What happens when western pop music meets the traditional sounds of one of Africa’s oldest tribes?
Charlie Simpson, who some may recognise from British band, Busted, recorded a song with the descendants of the oldest humans on earth, the San people.
The singer travelled to the village of Grashoek in north-east Namibia last year as part of a new series called Singing In The Rainforest where various singers and bands make music with indigenous tribes around the world.
The project has the potential to come across as tasteless – white man brings western music to African tribe- but it ended up as a two-way learning process and the end result is actually rather beautiful.
After the show airs the song is available to buy on iTunes and all the money raised goes to help the San tribe.

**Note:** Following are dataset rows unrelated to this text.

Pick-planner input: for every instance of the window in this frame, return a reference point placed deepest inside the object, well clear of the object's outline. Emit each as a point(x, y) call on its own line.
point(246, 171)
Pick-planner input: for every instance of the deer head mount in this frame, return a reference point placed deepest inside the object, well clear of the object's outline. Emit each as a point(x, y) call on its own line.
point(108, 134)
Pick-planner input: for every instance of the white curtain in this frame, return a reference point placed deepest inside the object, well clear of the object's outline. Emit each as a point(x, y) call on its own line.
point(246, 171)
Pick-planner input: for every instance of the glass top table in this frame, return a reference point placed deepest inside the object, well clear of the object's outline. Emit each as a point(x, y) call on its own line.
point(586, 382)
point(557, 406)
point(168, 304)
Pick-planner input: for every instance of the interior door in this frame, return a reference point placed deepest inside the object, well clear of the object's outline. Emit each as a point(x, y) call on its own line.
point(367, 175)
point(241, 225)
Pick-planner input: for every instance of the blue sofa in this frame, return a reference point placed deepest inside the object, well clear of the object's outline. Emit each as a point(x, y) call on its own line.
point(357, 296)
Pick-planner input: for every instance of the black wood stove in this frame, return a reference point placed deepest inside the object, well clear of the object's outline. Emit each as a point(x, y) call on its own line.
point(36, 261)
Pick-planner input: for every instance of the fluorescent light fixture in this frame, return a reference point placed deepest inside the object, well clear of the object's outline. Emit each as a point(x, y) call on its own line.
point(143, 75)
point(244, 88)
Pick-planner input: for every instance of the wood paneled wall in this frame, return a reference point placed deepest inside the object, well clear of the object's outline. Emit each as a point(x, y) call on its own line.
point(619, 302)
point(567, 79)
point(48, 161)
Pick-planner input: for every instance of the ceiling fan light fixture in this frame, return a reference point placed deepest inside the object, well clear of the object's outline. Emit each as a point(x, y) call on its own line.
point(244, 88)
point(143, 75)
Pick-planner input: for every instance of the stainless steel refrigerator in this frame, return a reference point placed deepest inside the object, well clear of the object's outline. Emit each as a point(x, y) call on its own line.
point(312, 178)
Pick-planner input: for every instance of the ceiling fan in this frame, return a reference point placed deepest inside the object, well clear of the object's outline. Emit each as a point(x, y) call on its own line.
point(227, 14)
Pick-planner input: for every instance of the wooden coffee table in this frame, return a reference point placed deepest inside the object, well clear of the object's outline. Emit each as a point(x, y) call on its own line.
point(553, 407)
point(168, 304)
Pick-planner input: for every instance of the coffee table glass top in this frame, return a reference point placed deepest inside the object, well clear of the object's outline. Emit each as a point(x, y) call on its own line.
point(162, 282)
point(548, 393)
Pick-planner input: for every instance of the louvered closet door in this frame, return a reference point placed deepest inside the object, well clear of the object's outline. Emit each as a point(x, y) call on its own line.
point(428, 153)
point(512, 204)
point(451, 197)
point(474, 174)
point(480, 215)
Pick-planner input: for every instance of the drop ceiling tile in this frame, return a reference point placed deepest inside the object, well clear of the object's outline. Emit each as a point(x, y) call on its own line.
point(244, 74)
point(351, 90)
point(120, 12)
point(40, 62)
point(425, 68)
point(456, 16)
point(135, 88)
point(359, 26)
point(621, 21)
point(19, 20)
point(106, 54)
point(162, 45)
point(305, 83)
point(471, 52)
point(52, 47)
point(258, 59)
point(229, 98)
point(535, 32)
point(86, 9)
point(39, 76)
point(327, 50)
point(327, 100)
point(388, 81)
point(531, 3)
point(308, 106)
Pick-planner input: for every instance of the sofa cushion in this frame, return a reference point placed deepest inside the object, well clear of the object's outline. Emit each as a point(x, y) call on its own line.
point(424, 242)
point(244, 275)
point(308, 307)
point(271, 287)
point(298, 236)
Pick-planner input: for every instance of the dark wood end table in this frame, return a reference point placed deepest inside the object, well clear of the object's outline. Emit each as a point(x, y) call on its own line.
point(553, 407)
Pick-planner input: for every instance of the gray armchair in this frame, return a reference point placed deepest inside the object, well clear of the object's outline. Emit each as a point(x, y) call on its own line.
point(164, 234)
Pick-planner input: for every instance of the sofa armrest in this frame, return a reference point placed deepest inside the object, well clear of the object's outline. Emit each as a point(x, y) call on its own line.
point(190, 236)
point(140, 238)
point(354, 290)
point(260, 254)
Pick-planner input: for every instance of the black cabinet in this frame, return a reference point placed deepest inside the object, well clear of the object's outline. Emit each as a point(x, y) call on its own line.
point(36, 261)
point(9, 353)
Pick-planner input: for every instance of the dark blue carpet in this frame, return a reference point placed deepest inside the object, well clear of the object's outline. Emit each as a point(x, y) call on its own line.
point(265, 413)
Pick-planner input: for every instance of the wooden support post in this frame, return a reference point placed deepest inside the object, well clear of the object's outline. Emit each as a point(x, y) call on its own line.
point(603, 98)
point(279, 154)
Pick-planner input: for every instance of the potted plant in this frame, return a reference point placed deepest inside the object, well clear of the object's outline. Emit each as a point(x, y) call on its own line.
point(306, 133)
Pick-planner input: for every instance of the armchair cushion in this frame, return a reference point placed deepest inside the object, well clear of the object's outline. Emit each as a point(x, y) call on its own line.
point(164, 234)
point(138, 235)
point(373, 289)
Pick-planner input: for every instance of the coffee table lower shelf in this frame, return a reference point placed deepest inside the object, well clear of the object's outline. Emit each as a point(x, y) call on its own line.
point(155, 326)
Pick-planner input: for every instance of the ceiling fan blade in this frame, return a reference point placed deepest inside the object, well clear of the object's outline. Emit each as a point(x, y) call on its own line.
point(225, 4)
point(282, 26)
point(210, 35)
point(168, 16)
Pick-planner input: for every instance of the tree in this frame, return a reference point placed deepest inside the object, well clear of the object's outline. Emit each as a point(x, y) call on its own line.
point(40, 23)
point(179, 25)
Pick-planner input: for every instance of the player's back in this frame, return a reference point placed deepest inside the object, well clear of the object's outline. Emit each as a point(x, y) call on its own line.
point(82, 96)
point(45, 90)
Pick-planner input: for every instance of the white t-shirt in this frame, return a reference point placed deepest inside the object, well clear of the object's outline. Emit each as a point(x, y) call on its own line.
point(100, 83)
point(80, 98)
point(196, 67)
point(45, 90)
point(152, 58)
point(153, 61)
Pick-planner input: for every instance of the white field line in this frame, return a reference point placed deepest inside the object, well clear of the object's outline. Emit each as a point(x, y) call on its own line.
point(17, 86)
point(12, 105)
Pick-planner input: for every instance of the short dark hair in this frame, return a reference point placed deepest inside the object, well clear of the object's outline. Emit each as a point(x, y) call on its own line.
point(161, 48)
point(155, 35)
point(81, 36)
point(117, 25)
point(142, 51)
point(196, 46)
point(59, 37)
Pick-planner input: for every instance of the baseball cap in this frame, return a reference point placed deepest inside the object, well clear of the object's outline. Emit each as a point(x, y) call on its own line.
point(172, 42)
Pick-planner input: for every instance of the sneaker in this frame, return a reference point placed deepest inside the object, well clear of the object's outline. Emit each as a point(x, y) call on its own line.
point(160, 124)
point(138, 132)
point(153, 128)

Simpson brought his electric guitar and western pop music to a tribe where music is a means for communicating with ancestors and is not categorised into verses or a chorus.
“I started playing a song in return called Emily off my last solo record, it’s quite slow, like a ballad,” explained Simpson.
“Some of the men in the tribe started crying. It was just the most touching experience and I was blown away by it. They all came up and hugged me.”
Similarly, Simpson absorbed himself in the music of the San people.
He told the Telegraph: “Listening to the women’s singing and clapping, one thing that struck me was they syncopate the claps to make a rhythm and that’s not easy.”
Somehow, despite the vast differences in sound, Simpson and the San managed to incorporate their sounds into one song: Walking with the San.
In the song, the San tribe sing Simpson’s lyrics in their language.
The song goes like this:
“Open up your eyes, there is nowhere left for us to hide, I get the feeling that we’re lost in San today, and there are no disguises.
Walking with the San, we are nothing but strangers to this land, can we keep it in our hearts until we can live this way again.”